That won’t be a problem, I can assure you.

“Your declaration of intent will be examined closely. If you assert that your domicile has changed, you bear the burden of proving that fact.”

In other words, when it comes to escape, you will – vill – be considered guilty until you can prove yourself innocent.

The DOR doesn’t provide any check lists as to how to avoid paying for all the Democrats’ woke welfare programs – DEI, sustainability, etc. That task is left to local financial advisers, law firms, accountants and the like, to give you advice on how to beat the insatiable state taxman.

Key number, of course, is 183 – the number of days you must remain outside the dreary confines of the Bay State. But that’s not all the hoops you have to jump through. Still, as the years have gone by, it becomes easier and easier to cut all ties.

For instance, the advisers tell you to complete your will under the laws of your new home state.

Given Massachusetts’ estate taxes, that’s an absolute no-brainer. Your future survivors should charge you with parental malpractice if you stick around Massachusetts so your estate is robbed after you’ve assumed room temperature.

How about this one – “Have any minor children attend schools in your new state.”

Massachusetts used to have some of the best public schools in the nation. That was a very, very long time ago.

“Change vehicle registration(s) and insurance to your new state.”

Another instant likely savings of a few thousand bucks.

Here’s another complete no-brainer that gives the Bay State fugitive a warm fuzzy feeling inside:

“Change voter registration to your new state and terminate your former voter registration.”

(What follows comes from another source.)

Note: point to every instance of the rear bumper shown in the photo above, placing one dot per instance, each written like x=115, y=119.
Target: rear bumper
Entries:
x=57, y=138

Why would anyone want to vote in Massachusetts anymore? What’s the point, especially since the state GOP, under its former destitute, staggeringly inept leadership, didn’t even bother to contest any fights in 2022?

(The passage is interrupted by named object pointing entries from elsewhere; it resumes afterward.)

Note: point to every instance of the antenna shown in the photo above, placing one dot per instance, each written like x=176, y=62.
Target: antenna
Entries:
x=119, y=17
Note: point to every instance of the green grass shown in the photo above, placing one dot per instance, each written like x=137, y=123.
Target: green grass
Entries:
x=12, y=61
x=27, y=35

Remember, this $1.3-billion tax increase only passed by a narrow 52-48 margin. And the victory only came after the state teachers’ unions spent $23 million on harvesting mail-in ballots from shut-ins and mitten-knitters who supported Question 1 (and not so coincidentally, the rest of the Democrat ticket).

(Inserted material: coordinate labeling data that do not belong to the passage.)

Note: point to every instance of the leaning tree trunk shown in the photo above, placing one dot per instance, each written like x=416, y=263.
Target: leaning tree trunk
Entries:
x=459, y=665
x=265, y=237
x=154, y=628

Meanwhile, under Jim “Jones” Lyons the state Republican party last fall devoted most of its feeble efforts to an investigation into the sex life of future Gov. Maura Healey.

It doesn’t take much effort now to find various checklists you can use for your own personal Change of Residency. They’re everywhere, kind of like moving vans.

I still remember the first time I ever saw such a checklist. It was in 1995, after Rose Fitzgerald Kennedy died in Hyannis Port at the age of 104. She hadn’t set foot in Florida in at least 13 years, but nobody in state government objected to the “First Family” filing her will in Florida and savings untold millions that could have been used as her, you’ll pardon the expression, fair share.

But unlike most of the state’s current flight risks, Rose Kennedy was a… Democrat.

By the way, I won’t be the last American turning off the lights in Massachusetts. I’m already gone.